When and how does expulsion occur? When an individual demonstrates a persistence in sin (1 Timothy 5:20) they are to be treated as a non-believer (“Gentile and a tax collector,” Matthew 18:17). This punishment and expulsion is also referred to as:
- “rebuke them in the presence of all” (1 Timothy 5:20)
- “removed from among you” (1 Corinthians 5:2)
- “deliver to Satan for the destruction of the flesh, so that his spirit may be saved in the day of the Lord” (1 Corinthians 5:5)
- “cleanse out the old leaven” (1 Corinthians 5:7)
- “not to associate with” (1 Corinthians 5:11)
- “purge the evil person from among you” (1 Corinthians 5:13)
- “must be silenced” (Titus 1:11)
- “rebuke them sharply” (Titus 1:13)
- “handed over to Satan” (1 Timothy 1:20)
What happens after an individual is cast out of a church? Part of treating an individual like a “Gentile and a tax collector” (Matthew 18:17) is the understanding that by their unrepentance they have demonstrated their spiritual deadness and lostness. The primary efforts and focus of prayers should be towards the salvation of the individual (Acts 26:18). Their impact and influence of their sinful teachings or practices must be minimized.
What if an individual leaves the church instead of repenting or facing church discipline? Running away from accountability is helpful to neither the individuals involved, the current congregation, or any future congregations involved. Avoiding accountability is a form of unrepentance that should be brought to the attention of the church. It may also be necessary and helpful to warn a future church of the unrepentant church member’s aggrieved condition upon their departure. This warning may occur through the form a formal church letter or a pastor to pastor warning (2 Timothy 4:14-15).
What is an example of a church constitution and by-laws that includes church discipline? Here is an excerpt from our church. A more comprehensive version of church discipline procedures and comments can be found at: peacemaker.net & alliancedefendingfreedom.org.
(1) In cases of differences between members or broken fellowship with the church, reconciliation rather than punishment shall be the objective, which governs the attitude of one toward another. It is our purpose to pursue every reasonable measure to assist any troubled member. The pastor, staff, and deacons are available for counsel and guidance.

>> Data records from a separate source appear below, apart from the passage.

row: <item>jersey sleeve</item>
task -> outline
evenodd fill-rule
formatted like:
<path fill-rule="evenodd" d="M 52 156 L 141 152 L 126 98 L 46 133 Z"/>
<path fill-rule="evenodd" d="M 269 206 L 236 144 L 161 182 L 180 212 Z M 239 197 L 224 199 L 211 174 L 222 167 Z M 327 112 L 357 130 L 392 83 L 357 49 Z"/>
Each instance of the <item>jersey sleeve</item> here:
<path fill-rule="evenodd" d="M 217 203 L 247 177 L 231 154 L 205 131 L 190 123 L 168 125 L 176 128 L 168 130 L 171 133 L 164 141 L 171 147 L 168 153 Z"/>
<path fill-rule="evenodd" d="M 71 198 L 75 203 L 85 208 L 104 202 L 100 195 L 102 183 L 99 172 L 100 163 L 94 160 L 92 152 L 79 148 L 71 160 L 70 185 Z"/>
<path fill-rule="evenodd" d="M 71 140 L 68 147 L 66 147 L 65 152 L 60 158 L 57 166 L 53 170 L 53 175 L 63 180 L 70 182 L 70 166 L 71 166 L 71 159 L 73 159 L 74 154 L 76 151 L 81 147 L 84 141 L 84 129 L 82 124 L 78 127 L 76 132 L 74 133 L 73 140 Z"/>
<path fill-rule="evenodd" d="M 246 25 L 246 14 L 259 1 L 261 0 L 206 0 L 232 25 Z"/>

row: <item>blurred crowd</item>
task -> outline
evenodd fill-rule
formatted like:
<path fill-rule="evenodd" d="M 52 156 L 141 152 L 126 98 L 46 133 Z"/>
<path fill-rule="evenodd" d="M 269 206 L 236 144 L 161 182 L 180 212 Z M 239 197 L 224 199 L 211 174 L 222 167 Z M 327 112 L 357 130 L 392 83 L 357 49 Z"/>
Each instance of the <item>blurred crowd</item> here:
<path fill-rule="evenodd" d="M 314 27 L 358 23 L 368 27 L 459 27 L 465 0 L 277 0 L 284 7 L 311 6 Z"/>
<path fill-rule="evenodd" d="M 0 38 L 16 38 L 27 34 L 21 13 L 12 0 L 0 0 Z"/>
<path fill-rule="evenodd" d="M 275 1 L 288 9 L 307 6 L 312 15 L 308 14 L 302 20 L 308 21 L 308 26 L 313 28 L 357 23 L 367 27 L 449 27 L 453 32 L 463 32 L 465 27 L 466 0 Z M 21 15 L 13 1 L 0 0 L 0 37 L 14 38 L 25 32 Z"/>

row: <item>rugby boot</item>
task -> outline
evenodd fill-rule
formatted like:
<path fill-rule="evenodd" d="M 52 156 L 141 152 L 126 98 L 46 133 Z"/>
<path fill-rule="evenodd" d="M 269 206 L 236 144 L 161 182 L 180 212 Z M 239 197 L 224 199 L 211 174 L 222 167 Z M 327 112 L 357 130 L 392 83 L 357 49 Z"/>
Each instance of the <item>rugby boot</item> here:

(2) Should any unhappy difference arise between members, the aggrieved member shall follow in a tender spirit the rules of Christ given in Matthew 18:15-22, in an effort to settle the difficulty.
(3) Should a member repeatedly become an offense to the church and to its good name by reason of immoral or unchristian conduct, public scandal, persistent breach of our Church Covenant, or undermine the mission of the church, the deacons with the counsel of the pastor, following the Matthew 18:15-22, shall attempt to correct the offense; and if such an effort fails, they shall report the case to the church.
(4) In case of grave difficulty, the church may request the advice of an acceptable council of brethren from churches of like faith and order.
(5) In such cases the church may withdraw church membership by a three-fourths (3/4) majority ballot vote of those members present and voting, but only after notice and hearing and faithful efforts have been made to bring such member to repentance and reconciliation.